Black key.

Project preview Rendering Engine Source Code

Project Overview: A 3D rendering engine written in vulkan, utliziing modern features such as Dynamic rendering and vertex pulling with an entirely GPU Driven pipeline and bindless resources to maximize performance and much more. This post will serve as a frame analysis describing anatomy of a rendered frame in black key and some of the logical reasoning behind the architectural decisions i’ve taken.

Table of Contents

  1. Engine Architecture
  2. Asset Loading and Mesh merging
  3. Pre-Process passes
  4. GPU Culling
  5. Indirect Draw Call generation
  6. Z Pre-Pass
  7. Cascaded Shadow Maps + PCF filtering
  8. Clustered light culling
  9. Forward Pass
  10. Draw-Sky-Box
  11. Depth-Reduction
  12. Draw Post process

Engine Architecture

Black key was designed from the ground up to Be an entirely GPU driven and bindless renderer with the end goal of maximizing GPU performance while siginificantly reducing CPU overhead. I wrote it to allow easy protoyping of several Graphics techniques / Demo scenes by allowing the declaration of individual renderers inherited from the BaseRenderer class similar to legit engine.

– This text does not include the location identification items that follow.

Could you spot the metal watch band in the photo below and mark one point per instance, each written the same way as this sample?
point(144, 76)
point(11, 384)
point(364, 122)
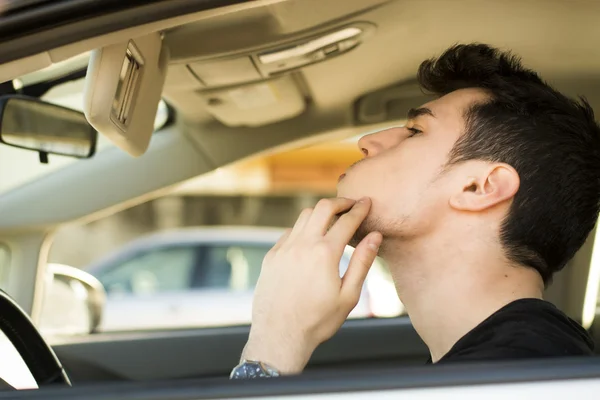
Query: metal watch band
point(253, 369)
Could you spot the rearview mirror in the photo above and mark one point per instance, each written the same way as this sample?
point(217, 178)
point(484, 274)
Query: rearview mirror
point(29, 123)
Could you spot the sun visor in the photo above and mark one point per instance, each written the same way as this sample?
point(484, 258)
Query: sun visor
point(123, 87)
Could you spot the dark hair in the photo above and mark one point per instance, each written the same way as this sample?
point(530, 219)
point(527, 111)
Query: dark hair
point(552, 141)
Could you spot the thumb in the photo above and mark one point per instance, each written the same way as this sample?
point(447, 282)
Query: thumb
point(359, 266)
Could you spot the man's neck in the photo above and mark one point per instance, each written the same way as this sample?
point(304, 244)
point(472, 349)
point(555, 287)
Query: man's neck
point(449, 290)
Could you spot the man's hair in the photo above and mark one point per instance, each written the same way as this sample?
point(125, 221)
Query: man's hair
point(552, 141)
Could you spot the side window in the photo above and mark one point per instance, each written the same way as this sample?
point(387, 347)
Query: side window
point(233, 267)
point(162, 270)
point(4, 264)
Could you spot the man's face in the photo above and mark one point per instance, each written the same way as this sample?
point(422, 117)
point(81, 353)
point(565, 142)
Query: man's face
point(401, 169)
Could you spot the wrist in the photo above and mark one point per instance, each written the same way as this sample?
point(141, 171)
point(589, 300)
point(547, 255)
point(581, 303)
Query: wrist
point(289, 356)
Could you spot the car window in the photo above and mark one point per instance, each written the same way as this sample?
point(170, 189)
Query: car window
point(235, 267)
point(162, 270)
point(4, 264)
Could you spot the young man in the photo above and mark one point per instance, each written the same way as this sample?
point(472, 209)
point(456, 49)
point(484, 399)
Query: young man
point(475, 203)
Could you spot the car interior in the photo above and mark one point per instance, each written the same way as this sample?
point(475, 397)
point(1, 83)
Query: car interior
point(240, 79)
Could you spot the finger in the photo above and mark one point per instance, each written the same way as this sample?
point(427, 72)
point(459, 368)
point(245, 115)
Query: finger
point(345, 227)
point(301, 222)
point(282, 239)
point(358, 268)
point(325, 212)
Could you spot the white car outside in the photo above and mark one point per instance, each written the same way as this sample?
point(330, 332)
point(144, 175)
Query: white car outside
point(205, 277)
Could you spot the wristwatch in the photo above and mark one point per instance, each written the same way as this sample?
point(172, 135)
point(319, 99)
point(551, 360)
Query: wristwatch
point(247, 369)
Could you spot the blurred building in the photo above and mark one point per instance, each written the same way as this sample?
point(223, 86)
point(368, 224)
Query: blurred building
point(266, 191)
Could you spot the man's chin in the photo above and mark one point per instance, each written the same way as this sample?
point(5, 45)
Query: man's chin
point(358, 236)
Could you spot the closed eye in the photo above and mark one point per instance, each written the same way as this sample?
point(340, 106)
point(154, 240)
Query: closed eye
point(414, 131)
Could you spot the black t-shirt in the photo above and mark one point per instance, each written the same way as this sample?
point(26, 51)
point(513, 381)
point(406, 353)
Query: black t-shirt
point(526, 328)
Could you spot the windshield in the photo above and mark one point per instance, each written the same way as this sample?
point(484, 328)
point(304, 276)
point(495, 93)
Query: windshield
point(18, 166)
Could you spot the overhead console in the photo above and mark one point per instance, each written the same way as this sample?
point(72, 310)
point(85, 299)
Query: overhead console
point(123, 87)
point(277, 59)
point(258, 87)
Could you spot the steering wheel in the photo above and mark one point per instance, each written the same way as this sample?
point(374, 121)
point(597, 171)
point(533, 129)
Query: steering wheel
point(39, 357)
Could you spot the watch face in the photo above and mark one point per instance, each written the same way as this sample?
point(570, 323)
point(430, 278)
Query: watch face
point(253, 369)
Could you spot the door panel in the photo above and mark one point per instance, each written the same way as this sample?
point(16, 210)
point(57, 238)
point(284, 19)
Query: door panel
point(211, 352)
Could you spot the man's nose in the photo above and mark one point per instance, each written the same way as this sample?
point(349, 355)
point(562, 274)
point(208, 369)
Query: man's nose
point(374, 143)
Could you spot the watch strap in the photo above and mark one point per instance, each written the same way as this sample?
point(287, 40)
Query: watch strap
point(248, 369)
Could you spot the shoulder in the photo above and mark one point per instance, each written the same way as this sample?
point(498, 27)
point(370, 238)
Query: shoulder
point(528, 328)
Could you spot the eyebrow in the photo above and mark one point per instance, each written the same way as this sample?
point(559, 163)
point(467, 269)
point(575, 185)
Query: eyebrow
point(417, 112)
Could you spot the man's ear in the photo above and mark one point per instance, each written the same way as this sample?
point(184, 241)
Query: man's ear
point(492, 185)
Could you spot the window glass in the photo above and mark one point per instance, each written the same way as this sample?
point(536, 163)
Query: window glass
point(13, 369)
point(4, 265)
point(235, 267)
point(163, 270)
point(205, 240)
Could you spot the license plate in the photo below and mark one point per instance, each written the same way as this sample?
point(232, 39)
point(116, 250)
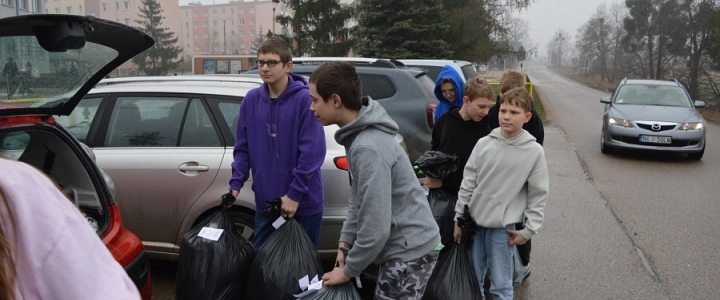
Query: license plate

Something like:

    
struct VoxelConeTracingRenderer : public BaseRenderer
{
	void Init(VulkanEngine* engine) override;
	void Cleanup() override;

	void Draw() override;
	void DrawUI() override;
	void Run() override;

	void InitImgui() override;

	void LoadAssets() override;
	void UpdateScene() override;

};

This allows for quite the clean main loop when running and initializing individual renders:

int main(int argc, char* argv[])
{
	auto engine = std::make_shared<VulkanEngine>();
	
	std::unique_ptr<BaseRenderer> VXGIDemo = std::make_unique<VoxelConeTracingRenderer>();
	
	VXGIDemo->Init(engine.get());
	VXGIDemo->Run();
	VXGIDemo->Cleanup();
	engine->cleanup();	

	return 0;
}
	

The engine is structured quite simply, the class VulkanEngine serves as the main abstraction over the vulkan instance and device at initialization and is a required argument for any renderer inheriting from BaseRenderer base class. At startup the engine class is the first to be initiated by passing requested vulkan features and function. Alongside the VulkanEngine, our ResourceManager and SceneManager are passed our engine variable and initialized. The former handling all asset loading, buffer allocation and deallocation alongside image allocation and deallocation. This would look something like


//Request required GPU features and extensions
//vulkan 1.3 features
VkPhysicalDeviceVulkan13Features features{ .sType = VK_STRUCTURE_TYPE_PHYSICAL_DEVICE_VULKAN_1_3_FEATURES };
features.dynamicRendering = true;

//vulkan 1.2 features
VkPhysicalDeviceVulkan12Features features12{ .sType = VK_STRUCTURE_TYPE_PHYSICAL_DEVICE_VULKAN_1_2_FEATURES };
features12.bufferDeviceAddress = true;

VkPhysicalDeviceVulkan11Features features11{ .sType = VK_STRUCTURE_TYPE_PHYSICAL_DEVICE_VULKAN_1_1_FEATURES };
features11.shaderDrawParameters = true;
	
VkPhysicalDeviceFeatures baseFeatures{};
baseFeatures.geometryShader = true;
	
engine->init(baseFeatures, features11, features12, features);
resource_manager = std::make_shared<ResourceManager>(engine);
scene_manager = std::make_shared<SceneManager>();
scene_manager->Init(resource_manager, engine);
this->assets_path = GetAssetPath();

Asset Loading and Mesh merging

The engine currently only supports 3d models of the gltf2.0 file type and uses fastgltf on the backend for quick loading. Immediately after all our meshes are loaded in, we then begin preparation for GPU driven rendering by merging all our vertex and index buffers into singular large buffers. This is done to accomodate the usage of VkCmdDrawIndexedIndirect which expects a buffer this also has the advantage of allowing us to bind vertex and index buffers only once! For geometry with similar material properties at least(PBR materials, phong materials or objects with just diffuse).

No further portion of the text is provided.